The next operation is to curve the needle. This step 700 may be formed by any conventional means. In one embodiment, a curving mechanism is utilized to curve the needle body preferably along side 1 of the needle end 12. One suitable curving mechanism is disclosed in commonly assigned U.S. Pat. No. 5,626,043 to Bogart, the contents of which are incorporated by reference. The curving step 700 is optional.
It is envisioned that each of the above processing steps may be performed at one work station, i.e., that each work station or needle manufacturing apparatus may be adapted to perform each of the steps (including coining, grinding and pressing) required to manufacture a single needle in accordance with the preferred process. The parameters of manufacture may be programmed into the work station to control each operation based on needle type, size, etc. Computer programming, software etc., in conjunction with associated computer means, may be incorporated to coordinate the operation of the work station.
With reference again to FIG. 1, it is also contemplated that a heat treatment operation may be employed to treat the surgical needle to enhance the strength of the needle and its surgical cutting characteristics. The heat treatment operation 800 incorporates a conventional heat treatment oven. The needles are heated in the oven at a sufficient temperature for a sufficient period of time to effectively treat the needle blank(s). The temperature ranges and heating period are in conformance with the material of fabrication of the needle blank, and may be readily determined by one skilled in the art.
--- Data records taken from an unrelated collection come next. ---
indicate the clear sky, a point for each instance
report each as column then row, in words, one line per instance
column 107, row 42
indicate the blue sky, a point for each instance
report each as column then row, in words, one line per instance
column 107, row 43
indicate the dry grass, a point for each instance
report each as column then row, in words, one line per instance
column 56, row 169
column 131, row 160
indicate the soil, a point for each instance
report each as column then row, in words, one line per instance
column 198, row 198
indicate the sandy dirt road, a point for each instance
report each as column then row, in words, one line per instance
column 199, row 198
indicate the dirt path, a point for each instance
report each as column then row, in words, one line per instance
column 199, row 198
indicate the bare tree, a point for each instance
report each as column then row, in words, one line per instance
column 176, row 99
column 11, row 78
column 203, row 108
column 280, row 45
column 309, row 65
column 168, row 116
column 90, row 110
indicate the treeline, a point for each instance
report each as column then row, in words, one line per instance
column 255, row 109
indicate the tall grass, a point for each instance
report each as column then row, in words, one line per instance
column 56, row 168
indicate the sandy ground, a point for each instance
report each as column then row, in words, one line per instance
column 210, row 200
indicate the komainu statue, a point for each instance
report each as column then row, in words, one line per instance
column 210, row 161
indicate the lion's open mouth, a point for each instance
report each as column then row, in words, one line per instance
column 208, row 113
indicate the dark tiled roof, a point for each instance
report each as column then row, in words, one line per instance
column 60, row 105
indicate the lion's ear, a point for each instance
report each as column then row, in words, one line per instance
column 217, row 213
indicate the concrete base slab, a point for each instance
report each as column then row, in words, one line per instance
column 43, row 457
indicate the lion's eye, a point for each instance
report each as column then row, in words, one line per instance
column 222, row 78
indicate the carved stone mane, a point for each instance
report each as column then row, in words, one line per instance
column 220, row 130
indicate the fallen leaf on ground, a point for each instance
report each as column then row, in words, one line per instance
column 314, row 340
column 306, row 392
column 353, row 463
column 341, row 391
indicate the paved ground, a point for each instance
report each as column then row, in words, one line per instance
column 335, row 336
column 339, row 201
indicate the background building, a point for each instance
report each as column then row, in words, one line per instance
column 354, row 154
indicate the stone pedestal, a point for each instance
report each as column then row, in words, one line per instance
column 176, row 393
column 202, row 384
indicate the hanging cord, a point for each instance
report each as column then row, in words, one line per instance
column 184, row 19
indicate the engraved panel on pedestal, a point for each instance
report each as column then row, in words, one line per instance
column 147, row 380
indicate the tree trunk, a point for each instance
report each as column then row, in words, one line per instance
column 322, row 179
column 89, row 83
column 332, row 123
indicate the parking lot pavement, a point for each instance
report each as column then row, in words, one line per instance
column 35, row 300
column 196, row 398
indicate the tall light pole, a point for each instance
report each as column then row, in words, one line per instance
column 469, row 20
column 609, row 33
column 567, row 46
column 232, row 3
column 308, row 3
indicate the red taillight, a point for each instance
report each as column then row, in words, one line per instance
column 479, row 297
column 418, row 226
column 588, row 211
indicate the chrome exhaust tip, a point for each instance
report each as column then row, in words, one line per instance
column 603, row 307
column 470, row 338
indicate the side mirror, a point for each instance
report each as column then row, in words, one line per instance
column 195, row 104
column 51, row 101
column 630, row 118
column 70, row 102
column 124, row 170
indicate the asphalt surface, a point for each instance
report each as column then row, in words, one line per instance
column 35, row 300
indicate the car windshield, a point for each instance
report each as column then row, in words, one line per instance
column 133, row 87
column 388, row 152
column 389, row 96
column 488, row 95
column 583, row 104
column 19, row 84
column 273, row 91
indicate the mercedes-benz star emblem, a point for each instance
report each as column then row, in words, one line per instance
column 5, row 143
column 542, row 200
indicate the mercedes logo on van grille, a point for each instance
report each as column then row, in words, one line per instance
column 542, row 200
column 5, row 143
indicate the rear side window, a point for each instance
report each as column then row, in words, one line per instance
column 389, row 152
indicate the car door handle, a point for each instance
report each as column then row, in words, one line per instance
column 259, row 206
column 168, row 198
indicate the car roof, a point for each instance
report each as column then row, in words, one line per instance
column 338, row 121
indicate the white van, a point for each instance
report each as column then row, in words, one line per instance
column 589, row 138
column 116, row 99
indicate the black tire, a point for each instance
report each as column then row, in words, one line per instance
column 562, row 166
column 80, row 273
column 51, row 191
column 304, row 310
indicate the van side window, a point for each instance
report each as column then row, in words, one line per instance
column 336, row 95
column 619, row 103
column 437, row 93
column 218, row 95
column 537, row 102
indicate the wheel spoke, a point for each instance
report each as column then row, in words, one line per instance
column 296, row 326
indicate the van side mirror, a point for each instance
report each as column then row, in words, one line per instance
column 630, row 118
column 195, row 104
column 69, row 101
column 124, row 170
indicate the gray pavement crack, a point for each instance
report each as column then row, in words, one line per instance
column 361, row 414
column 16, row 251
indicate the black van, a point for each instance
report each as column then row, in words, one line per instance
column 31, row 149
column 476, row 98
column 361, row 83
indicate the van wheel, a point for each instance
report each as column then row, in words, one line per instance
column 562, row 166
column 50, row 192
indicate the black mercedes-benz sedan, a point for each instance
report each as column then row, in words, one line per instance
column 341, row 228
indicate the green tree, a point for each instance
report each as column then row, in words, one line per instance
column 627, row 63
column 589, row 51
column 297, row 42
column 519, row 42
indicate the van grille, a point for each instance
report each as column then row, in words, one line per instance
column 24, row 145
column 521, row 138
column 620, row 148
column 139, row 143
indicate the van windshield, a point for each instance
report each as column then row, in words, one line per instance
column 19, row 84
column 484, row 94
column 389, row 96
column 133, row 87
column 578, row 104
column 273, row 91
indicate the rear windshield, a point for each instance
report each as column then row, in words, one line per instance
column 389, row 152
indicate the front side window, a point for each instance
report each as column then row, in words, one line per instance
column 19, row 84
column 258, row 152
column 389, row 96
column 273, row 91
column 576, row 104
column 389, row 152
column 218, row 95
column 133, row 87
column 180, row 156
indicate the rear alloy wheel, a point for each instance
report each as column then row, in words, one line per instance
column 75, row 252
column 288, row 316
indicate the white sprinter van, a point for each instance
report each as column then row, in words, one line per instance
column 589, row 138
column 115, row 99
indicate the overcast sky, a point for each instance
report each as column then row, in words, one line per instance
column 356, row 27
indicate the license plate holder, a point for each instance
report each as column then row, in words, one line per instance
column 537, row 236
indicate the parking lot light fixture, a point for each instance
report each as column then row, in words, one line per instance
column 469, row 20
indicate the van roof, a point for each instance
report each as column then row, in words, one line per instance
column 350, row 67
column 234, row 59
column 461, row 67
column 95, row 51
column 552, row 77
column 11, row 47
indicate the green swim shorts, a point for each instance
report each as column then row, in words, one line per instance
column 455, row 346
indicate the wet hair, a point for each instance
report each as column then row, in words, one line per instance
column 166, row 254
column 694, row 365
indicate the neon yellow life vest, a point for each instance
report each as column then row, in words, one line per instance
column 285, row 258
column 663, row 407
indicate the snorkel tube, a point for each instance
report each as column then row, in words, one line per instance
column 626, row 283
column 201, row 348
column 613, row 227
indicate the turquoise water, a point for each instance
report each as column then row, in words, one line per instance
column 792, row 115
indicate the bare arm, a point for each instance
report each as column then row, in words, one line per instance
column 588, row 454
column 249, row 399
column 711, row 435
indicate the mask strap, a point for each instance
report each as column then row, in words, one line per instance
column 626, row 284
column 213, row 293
The next step in the process is a needle etching process 900. The needle etching process incorporates the step of submerging the surgical needle in an acid bath. The first stage of the etching or acid bath process is a high energy step 1000 where a relatively high amperage current is introduced into the bath of approximately 5-6 amps for about 20-40 seconds, preferably, 30 seconds at 12V-DC. The high energy phase aggressively moves excess flash material from the needle. The second phase in this process is a low energy step 1100 and includes directing relatively low amperage current of approximately 1 amp into the acid bath for about five minutes. This phase produces a matte-like finish on the needle. The needle may then be coated with a suitable coating, e.g. a silicon coating, PTFE coating or Teflon®.
It will be understood that various modifications may be made to the embodiments disclosed herein. Therefore, the above description should not be constructed as limiting, but merely as exemplifications of preferred embodiments. Those skilled in the art will envision other modification within the scope and spirit of the claims appended hereto.